I have more questions, but they will have to wait. Thanks, Jay, for playing, and congratulations again on a fine work of scholarship.
Justin Dyer
I love reading Fehrenbacher, one of the great writers of all time. And he knew his stuff, as well. I think he gets this issue pretty much right in his last book on the slaveholding republic: the Founding Fathers were of two minds, both as a collective and even some as individuals. Furthermore, the slavery question was probably not as central to their statecraft as we would like to think. The result of this ambivalence and disregard was a Constitution that at once enabled anti-slavery forces (as you point out) while simultaneously empowering the embryonic slave power. The new republic raced off in two directions at once. There is a similar dissonance in the territorial ordinances of the period, with slavery prohibited in some places and encouraged to thrive in others. In short, the Founding generation kicked the can down the road. And, it is worth pointing out that Britain ended slavery in its Caribbean possessions some thirty years before American emancipation, though it is anyone’s guess what would have unfolded had the thirteen colonies not attained their independence.
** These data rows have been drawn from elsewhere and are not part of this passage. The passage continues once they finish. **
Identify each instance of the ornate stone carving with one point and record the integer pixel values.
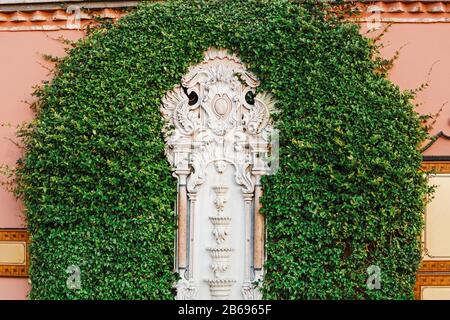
(250, 291)
(221, 126)
(186, 290)
(214, 118)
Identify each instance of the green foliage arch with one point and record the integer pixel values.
(99, 193)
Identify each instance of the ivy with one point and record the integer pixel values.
(99, 193)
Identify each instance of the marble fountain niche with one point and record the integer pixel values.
(218, 140)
That is Fehrenbacher’s (and my) general view of the founding documents of 1787. But when one steps back and surveys the broader story, surely the trend line of the period 1790-1860 is that of the expansion of slavery – geographically, economically, and politically. The cotton kingdom was a remarkable construction, a powerful product of an early wave of globalization. The Old South was the creation of a booming transatlantic economic complex, one that integrated into the global commercial system of the British Empire. Southern separatism was linked to its integration into the British-led global economy. The textile industries of Lancashire shaped the growth of American slavery as much as did American politicians and legislation. Fehrenbacher, I hasten to add, was aware of this. But he didn’t have the benefit of the rich scholarship that has come out in the last ten years or so that I have.
My answer to your question is, I hope, not a dodge: the Constitution set the terms of the debate and absolutely sowed the seeds of anti-slavery, but it was the global economy that drove the conversation forward. Those Southerners who came to see slavery as a ‘positive good’ by the 1830s were responding to the needs of a newly powerful – yet vulnerable – socio-economic regime.
It’s been my pleasure. I’m looking forward to the next conversation!